Over longer timescales, rare events are more likely.
Again, more handwaving, more claims without justification. No reason to believe QM is significant. Also conflation of rare events and random events. Finally your claim reduces to the claim that history/prehistory is random, not that evolution is
random. That is fine if you want to characterize our limited knowledge as randomness, but as I said above, I just consider it lazy. The more we learn, the less 'random' things appear.
Black squirrels seem to be the result of a mutation of grey squirrels, and semed to have been first reported in England in 1912.
This variant tends to be more successful than a grey squirrel, and so they have been spreading at the expense of grey squirrels.
Now the numbers of black squirrels are sufficient that you could talk about a slective advantage, and ignore random factors. In 1912 this would not be the case, as the small popuolation (initially one individual) would have been vulnerable to chance* events. As the grey squirrel population is not increasing fourfold every year, we can be confident that most squirrels fail to reproduce. Even though the black squirrel had a higher chance of reproducing, the odds were still agianst that particular mutation spreading.
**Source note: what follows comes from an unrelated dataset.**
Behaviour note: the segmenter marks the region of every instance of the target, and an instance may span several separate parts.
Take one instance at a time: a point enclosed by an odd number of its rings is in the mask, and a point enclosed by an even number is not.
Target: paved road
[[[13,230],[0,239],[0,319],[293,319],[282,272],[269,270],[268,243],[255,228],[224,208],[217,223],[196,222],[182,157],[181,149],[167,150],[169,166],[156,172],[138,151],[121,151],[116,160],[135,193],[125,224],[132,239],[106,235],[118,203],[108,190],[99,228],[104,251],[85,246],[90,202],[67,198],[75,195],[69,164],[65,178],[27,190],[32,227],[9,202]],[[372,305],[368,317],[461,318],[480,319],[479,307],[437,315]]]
That is a huge amount of extrapolation from a few sentences of pop-sci article. Do a little bit of research on black and grey squirrels and we learn that they did not develop from a single random mutation but are common to the Americas. Where they developed as part of a long evolutionary process.
http://en.wikipedia.org/wiki/Black_Squirrel
Also from your article:
"At the time when grey squirrels were new to the UK, black squirrels started to be noticed on a Hertfordshire common. The first sighting is believed to be as early as 1912."
This quote seems to claim simultaneous introduction of black & grey squirrels. As the wikipedia article shows. Black & Grey squirrels have differential success depending on geography. So a population of black & grey squirrels was introduced to the UK, and the subtype that was most appropriate for the UK became dominant. So the only thing that you might characterize as random is the introduction, but that was probably by humans. So do want to call human behavior random? Do you want to call it directed? Either way it is not an issue that is particular to evolution in nature.